Friday, September 18, 2015

It's Colorado Giant Pumkin Weigh-off Time (2015)

It's the best time of the whole year.  Football in the full swing.  Major league baseball play-off action and most important of all, the pumpkin weigh-off season.  Starting next week the weigh-offs begin in Denver.  Great family events and the biggest pumpkins you will see in Colorado!  Check out each of the five GPC weigh-offs.  Pumpkins weighing in at over 1,000+ pounds:

Jared's Nursery Giant Pumpkin Weigh-off & Festival
September 26th (2015)
10500 W. Bowles Ave, Littleton, CO 80127

Nick's Great Pumpkin Weigh Off

October 3rd (2015)
2001 South Chambers Rd, Aurora, CO 80014

Fort Collins Weigh Off

October 4th
Fort Collins
Hopefully will start in the late afternoon.

Flower Bin
October 10th
1805 Nelson Rd., Longmont, Colorado 80501

Old Colorado CityOctober 17th
Colorado Avenue and 25th Street
Colorado Springs, Colorado 80904

Today I have the pumpkin plant some RAW Grow in the areas of new vine growth.

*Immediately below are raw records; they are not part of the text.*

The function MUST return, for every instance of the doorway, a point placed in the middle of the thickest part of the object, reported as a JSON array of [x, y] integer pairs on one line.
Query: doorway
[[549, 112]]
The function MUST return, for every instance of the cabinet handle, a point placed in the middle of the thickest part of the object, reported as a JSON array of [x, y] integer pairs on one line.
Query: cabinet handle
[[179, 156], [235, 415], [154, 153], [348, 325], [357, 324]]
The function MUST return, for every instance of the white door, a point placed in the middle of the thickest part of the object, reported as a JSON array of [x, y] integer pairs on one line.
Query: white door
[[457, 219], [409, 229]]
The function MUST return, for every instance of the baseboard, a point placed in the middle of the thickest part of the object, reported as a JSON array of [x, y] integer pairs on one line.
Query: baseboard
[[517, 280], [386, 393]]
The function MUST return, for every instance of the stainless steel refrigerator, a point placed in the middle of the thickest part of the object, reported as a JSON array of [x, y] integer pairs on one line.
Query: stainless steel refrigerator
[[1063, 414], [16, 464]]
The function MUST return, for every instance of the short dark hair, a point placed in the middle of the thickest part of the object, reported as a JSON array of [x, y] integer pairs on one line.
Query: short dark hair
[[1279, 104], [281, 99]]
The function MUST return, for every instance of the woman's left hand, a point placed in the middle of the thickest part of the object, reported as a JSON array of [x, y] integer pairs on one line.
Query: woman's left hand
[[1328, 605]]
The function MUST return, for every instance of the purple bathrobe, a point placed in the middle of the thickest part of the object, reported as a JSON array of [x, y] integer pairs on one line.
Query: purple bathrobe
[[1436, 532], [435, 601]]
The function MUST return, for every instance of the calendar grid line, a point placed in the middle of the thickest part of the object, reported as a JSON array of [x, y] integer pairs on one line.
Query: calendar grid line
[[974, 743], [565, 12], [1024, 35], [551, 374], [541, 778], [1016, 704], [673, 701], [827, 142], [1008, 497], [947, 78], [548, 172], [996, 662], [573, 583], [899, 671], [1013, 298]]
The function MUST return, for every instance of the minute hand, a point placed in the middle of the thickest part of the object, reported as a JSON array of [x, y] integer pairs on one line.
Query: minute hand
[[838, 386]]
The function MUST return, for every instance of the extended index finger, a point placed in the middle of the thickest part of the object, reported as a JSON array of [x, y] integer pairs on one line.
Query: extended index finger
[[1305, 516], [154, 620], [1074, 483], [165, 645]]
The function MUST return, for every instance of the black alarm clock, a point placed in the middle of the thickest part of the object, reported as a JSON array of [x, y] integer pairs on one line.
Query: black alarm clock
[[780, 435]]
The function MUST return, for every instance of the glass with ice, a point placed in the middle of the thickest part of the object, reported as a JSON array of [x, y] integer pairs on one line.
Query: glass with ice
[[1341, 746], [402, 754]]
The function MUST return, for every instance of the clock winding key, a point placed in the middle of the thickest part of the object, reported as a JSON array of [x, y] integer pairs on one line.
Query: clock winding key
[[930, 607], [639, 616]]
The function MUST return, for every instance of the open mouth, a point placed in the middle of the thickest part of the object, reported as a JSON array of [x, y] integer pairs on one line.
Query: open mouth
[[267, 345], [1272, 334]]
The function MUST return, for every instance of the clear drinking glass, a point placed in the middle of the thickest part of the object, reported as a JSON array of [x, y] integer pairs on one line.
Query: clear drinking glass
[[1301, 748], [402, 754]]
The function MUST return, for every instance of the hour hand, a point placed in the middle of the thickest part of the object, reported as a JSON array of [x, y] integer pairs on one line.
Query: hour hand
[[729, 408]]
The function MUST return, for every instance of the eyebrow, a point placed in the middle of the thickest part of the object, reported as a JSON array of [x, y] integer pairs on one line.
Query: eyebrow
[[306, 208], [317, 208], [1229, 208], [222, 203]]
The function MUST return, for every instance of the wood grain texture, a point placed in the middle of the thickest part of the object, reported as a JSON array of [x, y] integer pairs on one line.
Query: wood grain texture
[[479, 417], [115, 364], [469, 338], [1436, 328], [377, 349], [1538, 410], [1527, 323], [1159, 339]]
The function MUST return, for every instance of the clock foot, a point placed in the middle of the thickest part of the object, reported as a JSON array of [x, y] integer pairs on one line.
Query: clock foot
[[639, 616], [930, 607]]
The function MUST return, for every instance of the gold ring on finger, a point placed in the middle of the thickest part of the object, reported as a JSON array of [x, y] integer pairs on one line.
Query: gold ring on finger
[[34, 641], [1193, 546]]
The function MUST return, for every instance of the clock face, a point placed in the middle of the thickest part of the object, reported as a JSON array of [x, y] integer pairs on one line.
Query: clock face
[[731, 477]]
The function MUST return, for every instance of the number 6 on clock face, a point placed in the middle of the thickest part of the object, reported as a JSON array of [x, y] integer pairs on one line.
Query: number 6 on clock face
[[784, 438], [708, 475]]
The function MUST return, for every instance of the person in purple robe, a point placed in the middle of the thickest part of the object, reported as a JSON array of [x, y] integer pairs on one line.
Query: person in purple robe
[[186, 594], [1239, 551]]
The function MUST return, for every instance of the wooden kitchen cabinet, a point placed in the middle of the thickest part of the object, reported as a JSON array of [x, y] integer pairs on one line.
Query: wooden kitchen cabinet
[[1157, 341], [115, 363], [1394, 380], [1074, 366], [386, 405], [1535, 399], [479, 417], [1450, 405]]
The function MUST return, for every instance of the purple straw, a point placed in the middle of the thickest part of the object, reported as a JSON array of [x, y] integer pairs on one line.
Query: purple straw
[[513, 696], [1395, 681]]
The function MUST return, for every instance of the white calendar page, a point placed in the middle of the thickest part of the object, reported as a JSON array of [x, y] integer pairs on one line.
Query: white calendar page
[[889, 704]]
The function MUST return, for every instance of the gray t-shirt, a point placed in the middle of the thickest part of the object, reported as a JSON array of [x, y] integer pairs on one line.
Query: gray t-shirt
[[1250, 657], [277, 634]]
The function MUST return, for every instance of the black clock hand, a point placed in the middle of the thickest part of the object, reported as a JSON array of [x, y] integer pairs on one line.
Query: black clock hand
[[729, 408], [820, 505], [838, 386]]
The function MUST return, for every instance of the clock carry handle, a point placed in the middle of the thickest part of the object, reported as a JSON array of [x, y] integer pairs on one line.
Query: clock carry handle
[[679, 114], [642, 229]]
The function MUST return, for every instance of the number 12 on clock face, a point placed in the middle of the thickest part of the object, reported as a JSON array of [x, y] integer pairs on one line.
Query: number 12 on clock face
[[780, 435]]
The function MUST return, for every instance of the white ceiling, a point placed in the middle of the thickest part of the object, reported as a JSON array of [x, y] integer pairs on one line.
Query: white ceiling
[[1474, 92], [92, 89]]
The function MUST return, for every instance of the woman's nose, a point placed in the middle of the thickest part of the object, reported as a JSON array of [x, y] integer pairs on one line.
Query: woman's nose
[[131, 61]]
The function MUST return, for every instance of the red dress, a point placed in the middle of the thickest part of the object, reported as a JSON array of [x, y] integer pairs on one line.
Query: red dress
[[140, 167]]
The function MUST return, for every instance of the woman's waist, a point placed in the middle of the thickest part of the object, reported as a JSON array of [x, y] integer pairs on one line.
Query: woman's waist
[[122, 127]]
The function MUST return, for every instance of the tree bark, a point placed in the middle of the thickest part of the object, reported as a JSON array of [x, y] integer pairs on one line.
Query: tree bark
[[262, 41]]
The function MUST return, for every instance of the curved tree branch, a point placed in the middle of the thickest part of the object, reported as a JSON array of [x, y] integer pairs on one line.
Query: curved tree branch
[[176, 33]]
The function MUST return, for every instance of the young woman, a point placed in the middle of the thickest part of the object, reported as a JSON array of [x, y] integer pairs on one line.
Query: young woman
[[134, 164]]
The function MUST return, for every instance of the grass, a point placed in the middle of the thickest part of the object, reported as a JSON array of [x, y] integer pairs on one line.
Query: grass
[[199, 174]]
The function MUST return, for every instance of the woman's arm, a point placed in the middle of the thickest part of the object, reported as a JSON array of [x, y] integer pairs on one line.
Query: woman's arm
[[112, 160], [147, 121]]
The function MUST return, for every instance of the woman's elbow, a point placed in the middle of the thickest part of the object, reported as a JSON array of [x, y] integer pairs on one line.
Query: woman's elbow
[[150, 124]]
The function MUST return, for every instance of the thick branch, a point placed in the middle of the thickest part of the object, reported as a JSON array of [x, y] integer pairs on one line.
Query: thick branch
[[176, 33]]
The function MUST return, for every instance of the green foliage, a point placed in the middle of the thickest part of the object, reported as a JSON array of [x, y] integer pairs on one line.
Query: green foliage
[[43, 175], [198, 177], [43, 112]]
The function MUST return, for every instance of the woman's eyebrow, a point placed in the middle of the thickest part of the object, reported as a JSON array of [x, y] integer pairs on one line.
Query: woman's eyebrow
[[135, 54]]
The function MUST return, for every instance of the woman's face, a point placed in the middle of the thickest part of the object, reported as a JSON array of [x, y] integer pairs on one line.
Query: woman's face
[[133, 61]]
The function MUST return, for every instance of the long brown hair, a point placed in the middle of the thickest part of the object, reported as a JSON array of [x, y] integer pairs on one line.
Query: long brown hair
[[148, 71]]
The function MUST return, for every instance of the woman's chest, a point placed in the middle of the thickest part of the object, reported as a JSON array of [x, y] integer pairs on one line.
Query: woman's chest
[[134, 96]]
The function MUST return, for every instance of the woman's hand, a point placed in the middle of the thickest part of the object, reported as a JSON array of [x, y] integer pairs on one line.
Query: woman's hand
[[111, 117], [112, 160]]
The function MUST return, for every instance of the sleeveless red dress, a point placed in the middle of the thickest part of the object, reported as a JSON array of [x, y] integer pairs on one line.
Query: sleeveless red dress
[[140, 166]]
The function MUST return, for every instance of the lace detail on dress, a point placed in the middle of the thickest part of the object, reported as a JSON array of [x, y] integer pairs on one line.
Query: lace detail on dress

Sunday, September 13, 2015

Nitrogen & Humic Acid for the Pumpkin Plants

This evening I sprayed on the leaves and soil some RAW nitrogen along with some RAW humic acid.  That will probably be the last nigrogen application of the season.  Pretty much will just give the plants potassium from this point forward.

Saturday, September 12, 2015

Lastest Pictures from the Pumpkin Patch

This is a picture of the 1985 Miller looking from the vine tip towards the stump.  I'm guessing the vine is about 38 feet long right now. Lots of late season vine growth.   You can see a big difference in the leaves in the foreground to the leaves from the pumpkin backwards.